DRIVERS in the troubled northwestern province of Xinjiang are to be forced to install GPS tracking devices on their vehicles to allow the authorities to monitor their movements.
Anyone failing to comply will be denied access to petrol stations and will be unable to sell their vehicle.
The measure is a crackdown on the activities of the Uighurs, a Muslim group angered by what they say is a repressive regime which discriminates against them in favour of the dominant Han population. The government fears that the Uighurs are being radicalised by foreign jihadists.
The order is the latest of several surveillance measures designed to counter violent attacks in Xinjiang.
Drivers in the Bayingolin Mongol autonomous prefecture have until June 30 to install the Beidou navigation system, which will cost up to £25 a year.
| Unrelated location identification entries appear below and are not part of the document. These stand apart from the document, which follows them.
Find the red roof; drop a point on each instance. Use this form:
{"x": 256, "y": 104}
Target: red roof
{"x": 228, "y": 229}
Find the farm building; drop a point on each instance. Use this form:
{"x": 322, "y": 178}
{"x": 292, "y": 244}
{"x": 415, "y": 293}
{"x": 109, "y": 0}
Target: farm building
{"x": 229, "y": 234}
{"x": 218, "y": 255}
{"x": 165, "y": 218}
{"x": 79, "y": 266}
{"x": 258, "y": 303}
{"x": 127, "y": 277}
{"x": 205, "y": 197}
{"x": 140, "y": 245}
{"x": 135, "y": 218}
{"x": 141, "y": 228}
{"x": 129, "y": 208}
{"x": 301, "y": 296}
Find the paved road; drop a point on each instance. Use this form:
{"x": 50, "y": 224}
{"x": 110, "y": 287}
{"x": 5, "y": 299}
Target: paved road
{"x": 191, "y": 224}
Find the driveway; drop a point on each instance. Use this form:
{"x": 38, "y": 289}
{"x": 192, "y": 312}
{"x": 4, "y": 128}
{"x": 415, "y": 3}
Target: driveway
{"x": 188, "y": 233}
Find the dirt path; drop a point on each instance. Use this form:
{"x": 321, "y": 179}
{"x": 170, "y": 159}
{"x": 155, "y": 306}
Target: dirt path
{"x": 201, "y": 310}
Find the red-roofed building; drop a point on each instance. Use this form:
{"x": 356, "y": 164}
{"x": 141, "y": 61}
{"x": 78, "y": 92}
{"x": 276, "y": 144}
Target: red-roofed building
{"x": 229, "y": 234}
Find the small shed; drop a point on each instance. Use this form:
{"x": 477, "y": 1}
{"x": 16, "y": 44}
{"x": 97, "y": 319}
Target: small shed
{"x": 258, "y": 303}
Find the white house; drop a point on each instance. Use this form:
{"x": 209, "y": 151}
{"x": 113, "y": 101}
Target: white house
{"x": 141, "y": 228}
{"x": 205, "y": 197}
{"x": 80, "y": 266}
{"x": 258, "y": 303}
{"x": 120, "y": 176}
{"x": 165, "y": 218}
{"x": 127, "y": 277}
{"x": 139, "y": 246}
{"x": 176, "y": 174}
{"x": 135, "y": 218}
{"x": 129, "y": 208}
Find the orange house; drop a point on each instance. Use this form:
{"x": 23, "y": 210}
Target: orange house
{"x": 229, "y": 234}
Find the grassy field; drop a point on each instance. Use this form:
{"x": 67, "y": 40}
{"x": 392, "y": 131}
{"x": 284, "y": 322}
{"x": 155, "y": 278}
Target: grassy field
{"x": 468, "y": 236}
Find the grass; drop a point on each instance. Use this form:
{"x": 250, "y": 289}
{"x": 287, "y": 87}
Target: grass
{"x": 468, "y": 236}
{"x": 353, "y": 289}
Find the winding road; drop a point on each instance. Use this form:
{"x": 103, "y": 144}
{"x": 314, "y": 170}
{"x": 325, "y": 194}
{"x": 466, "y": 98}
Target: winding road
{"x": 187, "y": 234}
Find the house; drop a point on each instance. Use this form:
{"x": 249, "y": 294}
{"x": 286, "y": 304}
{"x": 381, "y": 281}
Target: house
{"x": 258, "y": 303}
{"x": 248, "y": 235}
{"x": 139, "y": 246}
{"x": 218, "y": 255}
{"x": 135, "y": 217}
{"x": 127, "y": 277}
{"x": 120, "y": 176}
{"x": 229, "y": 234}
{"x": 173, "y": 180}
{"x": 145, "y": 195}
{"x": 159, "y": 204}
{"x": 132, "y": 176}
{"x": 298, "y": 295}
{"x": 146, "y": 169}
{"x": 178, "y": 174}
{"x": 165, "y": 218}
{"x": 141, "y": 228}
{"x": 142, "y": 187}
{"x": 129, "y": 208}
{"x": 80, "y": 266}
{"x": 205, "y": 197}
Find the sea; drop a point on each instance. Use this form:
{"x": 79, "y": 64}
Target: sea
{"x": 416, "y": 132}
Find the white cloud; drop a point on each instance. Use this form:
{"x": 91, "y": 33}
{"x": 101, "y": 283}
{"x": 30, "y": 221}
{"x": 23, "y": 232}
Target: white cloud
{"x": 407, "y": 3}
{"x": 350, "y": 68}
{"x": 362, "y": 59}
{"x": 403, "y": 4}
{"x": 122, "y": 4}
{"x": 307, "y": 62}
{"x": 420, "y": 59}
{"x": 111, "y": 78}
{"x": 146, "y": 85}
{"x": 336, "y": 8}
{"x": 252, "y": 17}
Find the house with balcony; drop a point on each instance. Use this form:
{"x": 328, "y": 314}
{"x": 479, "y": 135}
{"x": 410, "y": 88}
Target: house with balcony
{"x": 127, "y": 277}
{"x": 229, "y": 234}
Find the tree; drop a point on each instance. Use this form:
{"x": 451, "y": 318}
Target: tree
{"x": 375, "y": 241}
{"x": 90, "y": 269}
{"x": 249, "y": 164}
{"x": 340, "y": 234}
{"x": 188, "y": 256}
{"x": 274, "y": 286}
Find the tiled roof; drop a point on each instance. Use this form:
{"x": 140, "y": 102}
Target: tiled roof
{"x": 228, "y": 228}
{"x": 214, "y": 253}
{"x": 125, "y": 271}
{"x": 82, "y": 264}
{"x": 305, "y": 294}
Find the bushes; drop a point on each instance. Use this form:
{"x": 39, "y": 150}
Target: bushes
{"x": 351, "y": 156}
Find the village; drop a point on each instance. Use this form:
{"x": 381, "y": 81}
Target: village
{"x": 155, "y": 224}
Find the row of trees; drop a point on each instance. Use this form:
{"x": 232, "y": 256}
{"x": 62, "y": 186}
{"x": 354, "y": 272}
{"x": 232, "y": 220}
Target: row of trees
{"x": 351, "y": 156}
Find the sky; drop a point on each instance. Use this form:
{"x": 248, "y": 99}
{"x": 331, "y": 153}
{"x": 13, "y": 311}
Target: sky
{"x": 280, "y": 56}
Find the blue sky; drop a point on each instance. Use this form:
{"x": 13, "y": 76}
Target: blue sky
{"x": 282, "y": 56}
The scheme will then be extended to the rest of Xinjiang.
Decades of Han immigration, widely resented by the Uighurs, has made the Han the majority ethnic group of Bayingolin’s 1.2 million people. However, the prefecture has experienced fewer terrorist attacks than the Uighur cultural heartland in southern Xinjiang.
Drivers in the Bayingolin Mongol autonomous prefecture have until June 30 to install the Beidou navigation system
The authorities are creating a “police state” in Xinjiang, said James Leibold, an expert on the region, and a senior lecturer at La Trobe University in Melbourne. They hired an additional 30,000 police officers last year and are stepping up the use of “grid-style” social management, facial-recognition technology and big-data analysis, he said.
Tighter, more highly visible security has probably contributed to the slower frequency of violent incidents after a two-year surge that started in 2012.
“The short-term effect is less attacks, but the longer-term implications are more complicated,” said Dr Leibold. “The resentment is pushed further underground, and the mistrust grows between the Han and Uighur populations.”
Under certain conditions, he said, “it might explode”.